The last 45 days have been the wettest in almost 250 years. We can thank the Radcliffe Meteorological Station at Oxford University for this fact; it is the oldest weather station in the world, founded in 1767, and there is no doubt it's been wet, really wet....but not cold.

This is not good for the bees because if it's warm the queen keeps laying and the bees use a lot of energy looking after the brood. More energy means eating more food, so they are rapidly using up their winter stores.

I'm not overly concerned. Last autumn I decided to feed them sugar syrup and they should have plenty left, but I can't be certain without opening up the hive, and it's far too cold for that! So I've decided to err on the side of caution and feed them doughnuts. Well not the entire doughnut, rather the fondant icing that goes in or over the typical doughnut.

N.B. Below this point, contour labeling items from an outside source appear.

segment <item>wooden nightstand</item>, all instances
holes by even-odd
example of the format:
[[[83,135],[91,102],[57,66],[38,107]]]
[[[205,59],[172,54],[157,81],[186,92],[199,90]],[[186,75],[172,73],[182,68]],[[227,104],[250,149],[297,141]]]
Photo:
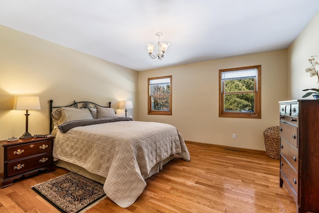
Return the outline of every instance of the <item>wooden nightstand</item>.
[[[54,137],[0,141],[0,187],[12,181],[47,170],[55,170],[52,156]]]

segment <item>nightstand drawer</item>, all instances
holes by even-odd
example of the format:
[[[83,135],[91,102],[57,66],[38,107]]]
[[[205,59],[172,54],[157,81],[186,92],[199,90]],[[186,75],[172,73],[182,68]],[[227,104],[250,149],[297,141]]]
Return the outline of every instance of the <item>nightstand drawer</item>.
[[[51,153],[8,163],[8,176],[18,174],[52,163]]]
[[[298,174],[290,166],[289,164],[282,156],[281,156],[280,170],[285,175],[287,182],[292,186],[296,195],[298,193]],[[288,186],[286,186],[287,187]]]
[[[280,137],[296,149],[298,148],[298,128],[297,127],[284,122],[280,122]]]
[[[44,140],[7,148],[7,161],[18,159],[31,155],[52,151],[51,141]]]
[[[283,138],[280,139],[280,152],[297,172],[298,171],[298,151]]]

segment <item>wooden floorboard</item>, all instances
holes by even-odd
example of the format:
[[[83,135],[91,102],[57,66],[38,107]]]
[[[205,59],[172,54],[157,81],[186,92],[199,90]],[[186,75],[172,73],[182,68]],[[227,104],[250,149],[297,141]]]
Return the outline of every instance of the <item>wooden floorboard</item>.
[[[287,190],[279,187],[279,160],[264,152],[187,142],[191,161],[176,158],[147,186],[136,202],[122,208],[108,198],[93,213],[295,213]],[[1,213],[59,213],[31,187],[66,174],[57,168],[0,189]]]

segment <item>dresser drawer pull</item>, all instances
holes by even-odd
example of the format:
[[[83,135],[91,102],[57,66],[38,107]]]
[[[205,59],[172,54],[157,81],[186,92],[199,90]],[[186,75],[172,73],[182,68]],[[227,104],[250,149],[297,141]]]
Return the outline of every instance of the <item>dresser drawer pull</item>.
[[[24,152],[24,150],[18,149],[17,151],[13,152],[13,155],[20,155]]]
[[[293,138],[293,139],[296,139],[296,135],[295,134],[295,133],[293,134],[292,137]]]
[[[42,159],[40,160],[39,161],[39,163],[44,163],[45,162],[46,162],[46,161],[47,161],[48,158],[43,158]]]
[[[14,170],[20,170],[21,169],[23,168],[23,167],[24,167],[24,164],[18,164],[17,165],[16,165],[14,167],[13,167],[13,169]]]
[[[46,148],[48,148],[48,145],[43,144],[43,145],[39,146],[39,148],[41,149],[45,149]]]

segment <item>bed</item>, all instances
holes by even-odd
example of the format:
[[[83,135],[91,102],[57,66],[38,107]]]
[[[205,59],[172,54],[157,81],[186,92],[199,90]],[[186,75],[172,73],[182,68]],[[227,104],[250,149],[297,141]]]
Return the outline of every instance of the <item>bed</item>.
[[[190,160],[182,137],[172,125],[117,116],[111,102],[108,106],[49,102],[56,165],[104,184],[107,196],[121,207],[133,204],[146,186],[145,180],[174,156]]]

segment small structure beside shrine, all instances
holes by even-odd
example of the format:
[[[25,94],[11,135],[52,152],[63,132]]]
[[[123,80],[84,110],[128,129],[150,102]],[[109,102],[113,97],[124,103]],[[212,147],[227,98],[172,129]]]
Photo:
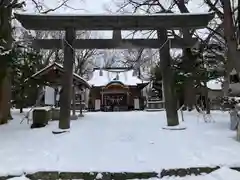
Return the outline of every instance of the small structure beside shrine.
[[[148,81],[141,80],[131,68],[95,68],[89,93],[90,110],[128,111],[144,109],[142,89]]]
[[[61,78],[63,75],[63,66],[56,62],[46,66],[40,71],[33,74],[30,78],[34,79],[36,83],[42,88],[40,91],[44,91],[43,98],[40,99],[39,104],[52,105],[59,107],[60,104],[60,94],[61,94]],[[81,109],[85,106],[85,93],[86,89],[90,88],[88,82],[73,73],[73,97],[71,107],[72,109]],[[39,93],[41,94],[41,93]],[[43,101],[44,99],[44,101]]]

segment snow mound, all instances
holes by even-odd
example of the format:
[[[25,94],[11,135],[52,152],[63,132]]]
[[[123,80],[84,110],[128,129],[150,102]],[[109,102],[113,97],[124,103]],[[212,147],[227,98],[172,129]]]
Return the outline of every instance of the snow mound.
[[[30,180],[30,179],[26,178],[25,176],[21,176],[21,177],[10,178],[10,179],[7,179],[7,180]]]

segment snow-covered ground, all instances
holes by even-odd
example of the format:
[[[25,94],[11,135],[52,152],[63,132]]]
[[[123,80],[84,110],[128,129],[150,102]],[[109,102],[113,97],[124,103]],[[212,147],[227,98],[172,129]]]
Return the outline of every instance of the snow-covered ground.
[[[240,167],[240,143],[235,140],[236,132],[229,130],[228,113],[213,112],[215,123],[205,123],[197,120],[195,112],[186,112],[187,129],[170,131],[162,129],[164,111],[92,112],[72,121],[69,133],[58,135],[52,134],[57,122],[30,129],[26,121],[20,124],[23,115],[13,111],[13,116],[9,124],[0,126],[0,175]]]

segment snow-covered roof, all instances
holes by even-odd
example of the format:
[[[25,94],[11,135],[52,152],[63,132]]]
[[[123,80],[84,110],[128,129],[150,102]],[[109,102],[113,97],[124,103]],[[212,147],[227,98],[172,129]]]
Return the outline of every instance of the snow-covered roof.
[[[102,71],[102,72],[101,72]],[[95,69],[92,78],[88,81],[93,86],[106,86],[111,81],[118,80],[127,86],[136,86],[137,84],[148,83],[137,76],[134,76],[134,70],[126,69]]]
[[[33,74],[30,78],[36,78],[36,77],[38,77],[38,76],[41,76],[42,74],[47,73],[47,72],[48,72],[50,69],[52,69],[52,68],[53,68],[53,69],[56,69],[56,68],[57,68],[58,70],[60,70],[60,71],[62,71],[62,72],[63,72],[63,69],[64,69],[61,64],[58,64],[58,63],[54,62],[54,63],[46,66],[45,68],[39,70],[38,72],[36,72],[35,74]],[[29,79],[29,78],[28,78],[28,79]],[[28,79],[26,79],[25,81],[27,81]],[[73,73],[73,79],[81,82],[81,83],[82,83],[83,85],[85,85],[87,88],[90,88],[90,85],[88,84],[88,82],[87,82],[84,78],[82,78],[81,76],[79,76],[78,74]]]
[[[222,90],[223,78],[212,79],[207,82],[207,87],[211,90]]]

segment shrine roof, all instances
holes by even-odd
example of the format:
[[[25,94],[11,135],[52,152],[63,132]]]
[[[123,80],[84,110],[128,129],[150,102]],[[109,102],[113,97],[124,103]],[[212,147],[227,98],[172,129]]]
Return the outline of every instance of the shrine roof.
[[[30,78],[40,79],[42,76],[48,74],[51,70],[55,70],[55,69],[59,70],[61,73],[63,73],[63,71],[64,71],[63,66],[61,64],[54,62],[54,63],[46,66],[45,68],[39,70],[38,72],[33,74]],[[73,73],[73,81],[77,82],[77,84],[82,84],[86,88],[90,88],[89,83],[84,78],[82,78],[81,76],[79,76],[76,73]]]
[[[29,14],[15,13],[22,26],[31,30],[152,30],[159,28],[204,28],[214,13],[159,14]]]
[[[88,83],[95,87],[102,87],[106,86],[112,81],[119,81],[127,86],[137,86],[140,84],[149,83],[148,81],[143,81],[135,76],[133,69],[125,69],[120,71],[120,68],[118,68],[117,71],[114,71],[114,69],[95,69],[93,71],[93,76]]]

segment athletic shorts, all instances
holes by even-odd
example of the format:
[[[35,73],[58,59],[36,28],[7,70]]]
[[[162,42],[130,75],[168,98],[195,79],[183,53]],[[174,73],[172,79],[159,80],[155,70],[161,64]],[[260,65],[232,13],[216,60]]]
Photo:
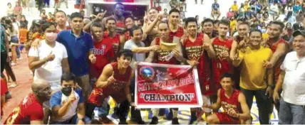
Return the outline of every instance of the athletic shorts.
[[[103,93],[102,88],[95,87],[91,92],[91,94],[88,99],[88,102],[96,104],[98,107],[100,107],[103,104],[104,99],[109,96],[110,96],[118,104],[123,102],[126,99],[126,95],[123,89],[120,92],[109,94]]]
[[[240,119],[233,118],[224,112],[215,113],[222,124],[240,124]]]

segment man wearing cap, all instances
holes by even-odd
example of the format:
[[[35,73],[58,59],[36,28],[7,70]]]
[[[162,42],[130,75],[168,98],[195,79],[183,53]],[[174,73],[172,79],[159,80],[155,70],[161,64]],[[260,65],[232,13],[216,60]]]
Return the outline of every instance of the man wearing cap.
[[[281,74],[273,97],[279,103],[279,124],[305,124],[305,31],[293,33],[294,51],[289,53],[281,65]],[[279,99],[278,90],[282,89]]]

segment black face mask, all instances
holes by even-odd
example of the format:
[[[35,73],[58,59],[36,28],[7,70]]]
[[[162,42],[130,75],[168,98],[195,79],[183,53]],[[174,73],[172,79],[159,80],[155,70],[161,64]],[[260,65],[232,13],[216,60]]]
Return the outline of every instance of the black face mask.
[[[70,94],[71,93],[71,91],[72,91],[71,87],[66,87],[61,89],[61,92],[63,92],[63,94],[67,97],[70,95]]]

You see, making fondant is a bit tricky; get it wrong and its either rock hard or runny. Some beekeepers get around this problem by purchasing ready made fondant from the supermarket but that usually contains glycerine as a softener, and bees don't normally eat glycerine.

Not so the fondant in doughnuts; this is made of sucrose and glucose syrups only, and carefully blended to give the right consistency - not too hard, not too soft.

Fortunately our local doughnut fryer is sympathetic to the needs of my bees and he lets me have some fondant as a freebie when the need arises. I don't eat doughnuts, which I consider a comfort food, so there's nothing in it for him.

But if this weather continues I might start!